By the 1940s, illness forced the writer to slow his prolific method of composition. However, he did write several additional works even during that time. He died on February 13, 1950 in Switzerland. He is buried at Adelboden, Switzerland. On his headstone his wife had written, "He was born with a gift of laughter and a sense that the world was mad", the first line of Scaramouche.
He is best known for his worldwide bestsellers:
• The Sea Hawk (1915), a tale of the Spanish Armada and the pirates of the Barbary Coast;
• Scaramouche (1921), a tale of the French Revolution in which a fugitive hides out in a commedia dell'arte troupe and later becomes a fencing master (Sabatini wrote a sequel ten years later);
• Captain Blood (1922), in which the title character is admiral of a fleet of pirate ships (Sabatini also wrote two sequels comprising short stories); and
• Bellarion the Fortunate (1926), about a cunning young man who finds himself immersed in the politics of fifteenth-century Italy.
Several of his novels were adapted into films during the silent era, and the first three of these books were made into notable films in the sound era, in 1940, 1952, and 1935 respectively.

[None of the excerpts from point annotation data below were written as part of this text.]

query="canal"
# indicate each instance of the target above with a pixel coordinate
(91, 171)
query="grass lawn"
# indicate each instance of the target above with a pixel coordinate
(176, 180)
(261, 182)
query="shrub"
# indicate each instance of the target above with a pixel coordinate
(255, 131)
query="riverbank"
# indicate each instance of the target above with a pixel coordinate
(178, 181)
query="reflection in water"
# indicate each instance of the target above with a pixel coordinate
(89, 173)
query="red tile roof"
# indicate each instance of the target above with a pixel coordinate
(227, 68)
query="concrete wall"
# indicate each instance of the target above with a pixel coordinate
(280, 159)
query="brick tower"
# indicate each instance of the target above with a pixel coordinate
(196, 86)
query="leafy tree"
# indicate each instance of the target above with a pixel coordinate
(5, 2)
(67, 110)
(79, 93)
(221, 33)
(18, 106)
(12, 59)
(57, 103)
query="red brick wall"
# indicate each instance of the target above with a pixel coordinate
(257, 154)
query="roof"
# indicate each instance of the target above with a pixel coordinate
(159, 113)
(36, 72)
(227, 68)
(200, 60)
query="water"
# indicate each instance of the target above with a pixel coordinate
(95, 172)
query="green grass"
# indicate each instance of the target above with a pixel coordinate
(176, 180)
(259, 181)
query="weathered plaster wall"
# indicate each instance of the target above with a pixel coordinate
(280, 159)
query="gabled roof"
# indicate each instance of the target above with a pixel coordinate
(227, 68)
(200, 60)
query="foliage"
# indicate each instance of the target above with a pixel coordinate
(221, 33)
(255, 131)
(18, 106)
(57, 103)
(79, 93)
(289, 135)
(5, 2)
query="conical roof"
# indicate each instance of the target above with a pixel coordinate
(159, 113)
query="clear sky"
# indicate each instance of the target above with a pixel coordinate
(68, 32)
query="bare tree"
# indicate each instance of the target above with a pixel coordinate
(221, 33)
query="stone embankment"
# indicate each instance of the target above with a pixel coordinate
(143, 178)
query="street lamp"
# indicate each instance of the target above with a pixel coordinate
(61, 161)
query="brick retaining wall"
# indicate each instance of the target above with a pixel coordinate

His second novel was made into a famous "lost" film, Bardelys the Magnificent, directed in 1926 by King Vidor with John Gilbert in the lead, and long viewable only in a fragment excerpted in Vidor's silent comedy Show People. A few intact reels have recently been discovered in Europe. The fully restored version premiered on TCM on January 11, 2010.
Two silent adaptations of Sabatini novels which do survive intact are Rex Ingram's Scaramouche (1923) starring Ramón Novarro, and The Sea Hawk (1924) directed by Frank Lloyd and starring Milton Sills. This is actually a more faithful adaptation than the 1940 remake with Errol Flynn. A 1924 silent version of Captain Blood, starring J. Warren Kerrigan, is partly lost, surviving only in an incomplete copy in the Library of Congress. The Black Swan was filmed in 1942 starring Tyrone Power and Maureen O'Hara.
In all, Sabatini produced thirty-one novels, eight short story collections, six non-fiction books, numerous uncollected short stories, and a play.